Decreasing Omega-6 Fatty Acids and Increasing Omega-3 Fatty Acids
By decreasing the intake of omega-6 fatty acids and increasing the omega-3 fatty acids ALA, DHA and EPA one can improve their health. To lower omega-6 fatty acids it is best to avoid all hydrogenated fats and oils such as margarine and polyunsaturated oils such as corn, canola, safflower, and soy. Instead use two very good oils, Extra Virgin Olive and Sesame Seed. Do not fry foods as excessively high heat alters the structure of the oils and destroys their health benefits.

If you are eating chicken and beef try to get grass fed. The meat is higher in the omega-3 fatty acid ALA than non-grass fed as they receive corn and soy high in omega-6. Also, try to eat organic eggs from cage free hens. The eggs are higher in omega-3 fatty acids. Use real butter instead of the substitutes. Believe it or not butter is actually healthier. And no, butter does not raise cholesterol or cause heart disease as research has substantiated.

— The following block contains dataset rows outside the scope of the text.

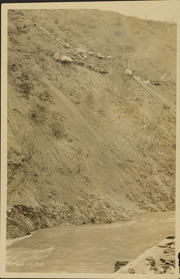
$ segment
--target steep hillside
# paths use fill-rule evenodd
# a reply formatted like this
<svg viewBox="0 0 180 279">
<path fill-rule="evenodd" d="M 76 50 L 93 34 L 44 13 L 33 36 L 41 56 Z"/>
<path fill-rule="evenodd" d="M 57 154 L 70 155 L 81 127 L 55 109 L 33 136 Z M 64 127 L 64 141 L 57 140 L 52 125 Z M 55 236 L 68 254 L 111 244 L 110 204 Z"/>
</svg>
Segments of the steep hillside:
<svg viewBox="0 0 180 279">
<path fill-rule="evenodd" d="M 8 19 L 7 236 L 173 210 L 175 119 L 124 70 L 170 82 L 158 94 L 175 105 L 176 26 L 98 10 Z"/>
</svg>

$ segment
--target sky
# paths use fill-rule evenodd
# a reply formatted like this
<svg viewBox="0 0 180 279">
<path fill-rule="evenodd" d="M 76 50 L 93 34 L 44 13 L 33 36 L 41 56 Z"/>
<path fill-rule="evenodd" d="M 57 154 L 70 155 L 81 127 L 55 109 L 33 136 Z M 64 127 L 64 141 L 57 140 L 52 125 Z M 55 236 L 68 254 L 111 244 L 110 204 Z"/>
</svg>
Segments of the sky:
<svg viewBox="0 0 180 279">
<path fill-rule="evenodd" d="M 59 3 L 60 4 L 60 3 Z M 99 9 L 115 11 L 127 16 L 142 19 L 177 22 L 180 15 L 180 0 L 165 1 L 107 1 L 107 2 L 76 2 L 61 3 L 62 8 Z"/>
<path fill-rule="evenodd" d="M 27 7 L 27 4 L 9 4 L 14 8 Z M 8 4 L 7 4 L 8 6 Z M 136 16 L 142 19 L 177 22 L 180 17 L 180 0 L 161 1 L 100 1 L 100 2 L 51 2 L 29 3 L 28 8 L 49 9 L 99 9 L 119 12 L 126 16 Z"/>
</svg>

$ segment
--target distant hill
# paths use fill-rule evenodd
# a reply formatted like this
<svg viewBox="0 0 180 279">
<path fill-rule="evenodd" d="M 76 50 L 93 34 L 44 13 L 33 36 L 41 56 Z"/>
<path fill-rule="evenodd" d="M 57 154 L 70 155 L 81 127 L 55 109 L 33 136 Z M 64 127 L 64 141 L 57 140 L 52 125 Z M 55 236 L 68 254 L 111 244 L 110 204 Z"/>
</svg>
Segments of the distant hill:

Other sources of the omega-3 fatty acid ALA are flax seeds, flax seed meal, hemp seeds, walnuts, pumpkin seeds, brazil nuts, sesame seeds, avocados, and dark leafy green vegetables such as kale, spinach, purslane, mustard greens, and collards.

Sources of DHA and EPA
To insure that you receive sufficient amounts of DHA and EPA it is recommended that 6 to 8 ounces of fish be consumed a minimum of twice a week. Fish high in DHA and EPA include Tuna, Mackerel, Sardines in oil, Whitefish, Herring, Salmon, Anchovy, Trout, and Bass. For those who wish to supplement you can take a high quality omega-3 fatty acid supplement from fish oil as a softgel.